In memoria di questo fatto miracoloso, la popolazione volle erigere in quel punto una piccola chiesetta, dove ancor oggi le valanghe che scendono dalla montagna si rompono contro il sasso dividendosi in due fiumane di neve ai lati. Cosicché il piccolo santuario ha sempre resistito a tutte le frane e le valanghe che si sono abbattute su quel valloncello per più di cento anni. Nel mentre il sergente raccontava questa storia, gli altri prepararono un mazzo di carte per vegliare almeno sino a mezzanotte, per scolarsi il pintone di clinto.

L’arrivo della valanga

Dopo un’ultima ispezione ai soldati che chiacchieravano sommessamente sulla paglia delle loro cuccette e data un’occhiata ai muli intenti a masticare con olimpica lentezza il fieno rimasto nei cantucci delle mangiatoie, il sergente ritornò presso i suoi compagni: «Quanta neve fuori! Se la continua a venir giù in questo modo, addio rancio di Natale! Scatolette di carne e galletta ci toccherà mangiare». Ma i giocatori erano distratti. L’uno raccontava di altre grandi nevicate a Sappada, dove alla mattina a stento si poteva uscire dalle finestre del primo piano, l’altro ricordava episodi di grosse valanghe e tutti pensavano che in quel momento anche nelle loro case lontane si vegliava, aspettando la venuta di Gesu Bambino.

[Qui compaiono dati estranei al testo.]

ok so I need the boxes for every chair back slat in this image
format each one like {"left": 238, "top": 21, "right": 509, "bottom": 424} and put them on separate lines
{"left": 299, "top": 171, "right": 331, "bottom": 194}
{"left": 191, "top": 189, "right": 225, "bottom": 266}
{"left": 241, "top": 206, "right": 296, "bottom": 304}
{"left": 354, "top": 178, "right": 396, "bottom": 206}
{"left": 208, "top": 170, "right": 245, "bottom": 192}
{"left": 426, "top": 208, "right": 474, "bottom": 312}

Verso la mezzanotte, Moscheri si avvicinò alla stufa che già si raffreddava e vi gettò alcuni piccoli tronchi di pino. Stava accendendo un pezzetto di carta alla fiamma della candela, quando udì il rombo cupo e vibrante della valanga. Parve che persino il suolo fosse scosso da un terremoto e nessuno ebbe il tempo di rendersi conto di cosa stava succedendo. Le baracche degli artiglieri, prese fra l’enorme pressione della neve in moto, si schiacciarono come scatole di fiammiferi sotto un rullo compressore. Gli sciatori di soccorso, inviati la mattina dopo sul luogo del disastro, riuscirono a recuperare poche salme e qualche carogna di mulo. Ma ad un certo punto i soccorritori vennero richiamati da grida soffocate.

Era mai possibile che in quel tragico sconvolgimento, già livellato dalla nuova neve, ci fosse qualcuno ancora vivo? Gli sciatori si avvicinarono perplessi al luogo dove sembrava provenissero le grida e scorsero un tubo di stufa che affiorava. Proprio da quel tubo provenivano le grida disperate di aiuto. Rimossa febbrilmente la neve, ad una profondità di circa quattro metri fu trovato il sergente Moscheri, un po’ malconcio ma ancora vivo. Egli doveva la sua salvezza al caso fortuito, miracoloso, di essersi trovato col viso presso l’estremità del tubo di stufa che gli aveva permesso di respirare. Cosi la “Madonna della Valanga” ebbe un altro ex voto!”